L'ennemi non musulman est presque systématiquement présenté comme juif et croisé. Dar-al-Islam hiérarchise ainsi les ennemis : « Comment les chrétiens, en France et ailleurs peuvent accepter d'être gouvernés par cette bande de vipères, nous appelons les chrétiens à ne plus accepter la domination juive ». L'économie « usuraire » occidentale est présentée comme satanique. La France serait ainsi soumise à « l'emprise de la juiverie usuraire », comme un système économique international « usurier contrôlé par la finance internationale trop souvent juive » et des « gouvernements croisés pantins de la juiverie usurière ». « Le but de l'éducation dans le système de la jâhiliyah[2] contemporaine est de cultiver chez l'enfant et l'adolescent les plus abjects comportements et de l'affaiblir jusqu'à ce que, enchainé à ses plus vils instincts, il soit esclave des vrais maîtres de l'Occident : les juifs corrupteurs ». En référence au verset 155 de la sourate 4, les juifs sont qualifiés de « blasphémateurs assassins des Prophètes ». Le Premier ministre Manuel Valls ayant déclaré en 2015 que les juifs de France étaient l'avant-garde de la République, ils doivent donc mourir en premier dans la guerre qui oppose l'islam et le Califat à la France. La mécréance est ainsi souvent hiérarchisée : il s'agit, dans l'ordre, de « combattre les mécréants juifs, chrétiens, chiites, démocrates ».
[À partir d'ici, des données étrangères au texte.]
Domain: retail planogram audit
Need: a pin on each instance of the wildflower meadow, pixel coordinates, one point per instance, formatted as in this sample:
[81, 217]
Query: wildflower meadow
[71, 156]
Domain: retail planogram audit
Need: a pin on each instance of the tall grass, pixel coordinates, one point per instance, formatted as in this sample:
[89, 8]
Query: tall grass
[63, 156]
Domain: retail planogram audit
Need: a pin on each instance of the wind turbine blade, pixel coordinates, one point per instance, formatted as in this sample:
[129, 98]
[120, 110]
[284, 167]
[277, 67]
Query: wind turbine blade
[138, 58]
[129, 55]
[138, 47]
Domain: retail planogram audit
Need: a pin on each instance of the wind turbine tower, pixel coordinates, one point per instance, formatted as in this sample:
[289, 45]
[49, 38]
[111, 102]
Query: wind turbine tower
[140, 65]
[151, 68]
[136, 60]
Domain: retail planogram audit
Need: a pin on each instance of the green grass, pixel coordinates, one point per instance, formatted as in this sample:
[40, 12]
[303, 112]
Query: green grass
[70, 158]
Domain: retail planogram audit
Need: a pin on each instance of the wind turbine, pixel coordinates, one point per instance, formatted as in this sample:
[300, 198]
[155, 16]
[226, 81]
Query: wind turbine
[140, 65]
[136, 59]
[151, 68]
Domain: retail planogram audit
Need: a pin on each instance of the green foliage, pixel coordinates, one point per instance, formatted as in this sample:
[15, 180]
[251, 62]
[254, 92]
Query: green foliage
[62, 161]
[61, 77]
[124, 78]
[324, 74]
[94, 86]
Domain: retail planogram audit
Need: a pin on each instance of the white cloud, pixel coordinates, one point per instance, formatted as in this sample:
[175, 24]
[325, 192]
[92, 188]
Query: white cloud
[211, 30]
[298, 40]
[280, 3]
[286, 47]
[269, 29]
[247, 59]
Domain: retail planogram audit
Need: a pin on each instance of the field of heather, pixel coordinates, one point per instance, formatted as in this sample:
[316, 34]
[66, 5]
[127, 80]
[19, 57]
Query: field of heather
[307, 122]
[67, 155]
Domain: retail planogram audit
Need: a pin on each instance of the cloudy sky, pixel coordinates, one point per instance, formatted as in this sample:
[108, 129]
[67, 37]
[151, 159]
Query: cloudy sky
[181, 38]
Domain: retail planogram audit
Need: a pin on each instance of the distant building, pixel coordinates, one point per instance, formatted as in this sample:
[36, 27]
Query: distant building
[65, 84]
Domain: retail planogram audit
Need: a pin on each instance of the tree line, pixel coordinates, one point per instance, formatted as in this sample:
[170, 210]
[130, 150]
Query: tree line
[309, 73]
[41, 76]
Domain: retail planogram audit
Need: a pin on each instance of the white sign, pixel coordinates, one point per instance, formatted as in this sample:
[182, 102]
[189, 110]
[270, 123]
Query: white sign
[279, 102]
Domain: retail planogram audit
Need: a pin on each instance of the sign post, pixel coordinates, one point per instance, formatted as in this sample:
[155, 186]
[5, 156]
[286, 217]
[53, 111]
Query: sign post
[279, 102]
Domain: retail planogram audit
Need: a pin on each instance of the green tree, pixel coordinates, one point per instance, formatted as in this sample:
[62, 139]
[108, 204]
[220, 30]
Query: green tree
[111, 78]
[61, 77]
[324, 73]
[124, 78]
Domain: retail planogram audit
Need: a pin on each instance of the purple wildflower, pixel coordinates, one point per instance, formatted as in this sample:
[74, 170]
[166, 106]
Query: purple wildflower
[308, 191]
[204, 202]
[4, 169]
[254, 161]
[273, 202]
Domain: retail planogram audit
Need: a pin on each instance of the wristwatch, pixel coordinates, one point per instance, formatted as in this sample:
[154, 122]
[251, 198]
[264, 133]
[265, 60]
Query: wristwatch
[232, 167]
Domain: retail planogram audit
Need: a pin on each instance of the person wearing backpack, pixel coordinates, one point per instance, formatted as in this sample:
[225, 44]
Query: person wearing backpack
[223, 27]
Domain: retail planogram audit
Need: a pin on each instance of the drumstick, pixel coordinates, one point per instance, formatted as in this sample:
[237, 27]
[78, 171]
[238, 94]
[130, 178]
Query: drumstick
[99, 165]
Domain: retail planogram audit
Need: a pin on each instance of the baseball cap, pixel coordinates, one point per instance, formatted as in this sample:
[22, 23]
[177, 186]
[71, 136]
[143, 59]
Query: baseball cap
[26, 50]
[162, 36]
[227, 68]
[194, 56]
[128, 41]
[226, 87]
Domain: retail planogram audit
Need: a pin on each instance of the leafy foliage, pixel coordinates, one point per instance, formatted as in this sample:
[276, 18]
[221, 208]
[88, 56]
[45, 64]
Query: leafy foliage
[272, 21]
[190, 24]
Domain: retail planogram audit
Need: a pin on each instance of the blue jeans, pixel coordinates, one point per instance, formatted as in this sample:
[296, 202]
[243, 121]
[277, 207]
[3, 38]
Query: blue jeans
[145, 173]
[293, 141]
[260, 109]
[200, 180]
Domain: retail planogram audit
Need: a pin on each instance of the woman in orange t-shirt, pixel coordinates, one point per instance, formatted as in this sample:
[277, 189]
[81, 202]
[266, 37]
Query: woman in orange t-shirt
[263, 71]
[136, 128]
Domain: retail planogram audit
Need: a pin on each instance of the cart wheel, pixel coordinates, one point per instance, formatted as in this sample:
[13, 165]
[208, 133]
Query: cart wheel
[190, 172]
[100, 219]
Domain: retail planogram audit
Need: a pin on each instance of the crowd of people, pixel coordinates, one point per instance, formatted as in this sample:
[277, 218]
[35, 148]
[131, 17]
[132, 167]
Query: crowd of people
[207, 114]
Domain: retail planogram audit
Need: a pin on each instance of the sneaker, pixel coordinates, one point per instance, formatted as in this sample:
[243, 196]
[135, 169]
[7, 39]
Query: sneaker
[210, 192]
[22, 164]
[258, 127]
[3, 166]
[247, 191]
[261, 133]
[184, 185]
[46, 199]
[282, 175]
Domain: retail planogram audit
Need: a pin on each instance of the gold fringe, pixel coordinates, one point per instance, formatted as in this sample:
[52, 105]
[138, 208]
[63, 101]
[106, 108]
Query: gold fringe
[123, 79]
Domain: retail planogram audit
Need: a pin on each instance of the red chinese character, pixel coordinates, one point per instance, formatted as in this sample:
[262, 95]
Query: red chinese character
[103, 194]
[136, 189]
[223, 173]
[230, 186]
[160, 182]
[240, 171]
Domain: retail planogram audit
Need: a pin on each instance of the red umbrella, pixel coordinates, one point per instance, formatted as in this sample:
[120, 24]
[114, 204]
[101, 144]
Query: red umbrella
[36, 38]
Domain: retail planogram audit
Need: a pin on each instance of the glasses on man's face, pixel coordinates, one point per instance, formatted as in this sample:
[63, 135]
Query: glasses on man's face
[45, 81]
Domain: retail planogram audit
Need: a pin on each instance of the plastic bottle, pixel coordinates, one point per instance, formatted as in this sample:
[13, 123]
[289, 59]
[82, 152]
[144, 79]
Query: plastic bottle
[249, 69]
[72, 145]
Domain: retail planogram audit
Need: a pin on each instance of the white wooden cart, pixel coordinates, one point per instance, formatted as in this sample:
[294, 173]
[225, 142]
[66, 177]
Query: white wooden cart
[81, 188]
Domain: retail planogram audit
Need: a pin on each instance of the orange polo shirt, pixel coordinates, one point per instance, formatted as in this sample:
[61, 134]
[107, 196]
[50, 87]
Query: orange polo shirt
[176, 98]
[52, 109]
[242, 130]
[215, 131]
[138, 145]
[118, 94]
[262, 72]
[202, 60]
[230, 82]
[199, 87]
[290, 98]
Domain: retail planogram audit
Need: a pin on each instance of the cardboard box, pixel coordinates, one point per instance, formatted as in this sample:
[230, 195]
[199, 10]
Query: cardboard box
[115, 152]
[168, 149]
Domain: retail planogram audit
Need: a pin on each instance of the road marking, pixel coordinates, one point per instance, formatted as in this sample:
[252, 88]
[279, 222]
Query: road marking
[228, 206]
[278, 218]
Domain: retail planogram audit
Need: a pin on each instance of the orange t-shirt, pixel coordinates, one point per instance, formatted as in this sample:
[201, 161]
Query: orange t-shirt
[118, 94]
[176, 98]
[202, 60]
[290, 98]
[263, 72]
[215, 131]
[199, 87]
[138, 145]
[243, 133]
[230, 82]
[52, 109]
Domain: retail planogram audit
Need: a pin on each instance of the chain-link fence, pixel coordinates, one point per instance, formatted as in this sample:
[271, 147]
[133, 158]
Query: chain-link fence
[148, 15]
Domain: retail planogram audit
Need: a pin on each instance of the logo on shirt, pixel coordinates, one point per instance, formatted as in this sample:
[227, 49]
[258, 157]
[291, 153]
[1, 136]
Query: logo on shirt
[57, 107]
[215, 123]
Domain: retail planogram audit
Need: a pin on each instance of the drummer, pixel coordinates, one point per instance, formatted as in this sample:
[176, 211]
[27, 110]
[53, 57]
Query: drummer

Dar-al-Islam judaïse également les chiites, en mobilisant la thèse d'Ibn Taymiyya : « La haine des chiites Râfidah envers l'Islâm et les gens de la Sounnah est une haine ancestrale puisqu'elle remonte à la création de cette secte par le juif yéménite faussement converti à l'Islâm ‘Abdallâh ibn Saba[3] ». Mieux, il s'agit d'une forme de marranisme : « Ibn Taymiyah a dit : ‘Les gens de science ont indiqué que les débuts des Râfidah sont l'œuvre du Zindîq[4] ‘Abdallâh ibn Saba qui a fait apparaitre l'Islâm tout en restant secrètement juif pour corrompre la religion Islamique comme l'a fait Paul le juif pour corrompre le christianisme' [Majmoû' al-Fatâwâ 28/484] ».

  1. Yazidis

    Yézidisme, ou religion des sept anges : Religion kurde présentée par ses pratiquants (les Yézidis ou Yazidis) comme une survivance du mithraïsme iranien antique ; il s'agit plutôt d'un mouvement hétérodoxe de l'islam sunnite apparu au XIIe siècle et mâtiné par la suite de pratiques antéislamiques conservées dans le Kurdistan — ce qui est pour expliquer la haine que lui porte Daesh.

  2. Jahiliyya

    جاهِليّة, du mot jahl (جَهْل) qui signifie ignorance, désigne selon la plupart des exégètes du Coran, la période antéislamique, caractérisée par le polythéisme sur le territoire dans lequel l'islam est apparu.

  3. Abdallâh ibn Saba

    Abdullah ibn Salam ibn al-Harith (Al-Husayn ibn Salam avant sa conversion à l'islam) : Personnalité faisant partie du cercle des Compagnons du Prophète de l'islam, selon la Tradition musulmane, qui précise que Harith était un rabbin réputé avant sa conversion.

  4. Zindîq

    Terme désignant ceux qui professent des idées ou ont des pratiques contraires à l'islam, et par extension les apostats ou les infidèles.